Wednesday, March 14, 2007

American Idol top 12

We've endured the endless auditions, the cluttered top 24, and NOW it is time to pay attention to the next American golden calf pop star!

Randy thinks the guys are playing behind already, Paula hopes not since she hasn't given all of them her address and phone number yet, and Simon just wants to get on with already. I'm with him, so let's go, and welcome legend Diana Ross as our so-desperate-for-attention-she'll-pretend-to-like-crappy-young-singers coach:

Brandon - The good news: It's not so bad that he was shaky to begin the night, since there were 11 others behind him and viewers forgot he wasn't great. Bad news: He was first of eleven, and viewers likely forgot who he was by 9:55.

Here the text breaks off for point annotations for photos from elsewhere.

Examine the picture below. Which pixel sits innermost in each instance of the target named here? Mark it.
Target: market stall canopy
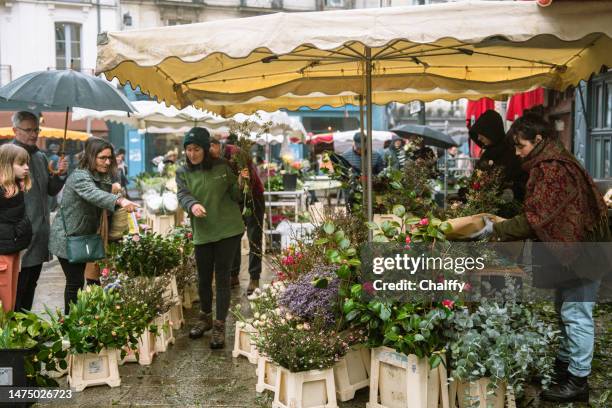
(347, 136)
(156, 117)
(478, 48)
(430, 136)
(7, 133)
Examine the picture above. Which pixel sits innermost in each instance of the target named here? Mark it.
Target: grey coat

Melinda - Typical week, Ryan and Simon trade "You're gay. No, you're a flamer" insults, and Paula's back off her meds. The past two weeks she's been so mellow. This week, she's all teary and weepy because of a decent performance. We missed you, Paula! Simon calls her a young Gladys Knight (Melinda, not Paula), and yeah, I can see that. Powerful, awesome voice, but GIANT head. It's got it's own weather system.

Chris S. - Yeah, that was a disaster, and the judges called him on it. It sounded as if someone was pulling out his curls as he sang. Simon's also right in saying to keep the glasses. He does not look good without them, at least with that hair. Not a good night for Chris. If he survives this night due to the goodwill of the country and Sanjaya's expected suckiness, here's hoping he finds himself and makes it to the final three like I've been hoping.

Gina - Could someone tell Diana Ross that "pronounciate" isn't a word? And then it didn't matter, since I couldn't understand half of what she said. And then Paula actually used "enunciate" properly, which in no way makes her smarter than Diana Ross, you hear me? As for Gina, I'm still not a fan. Seems too arrogant, full of her fake attitude.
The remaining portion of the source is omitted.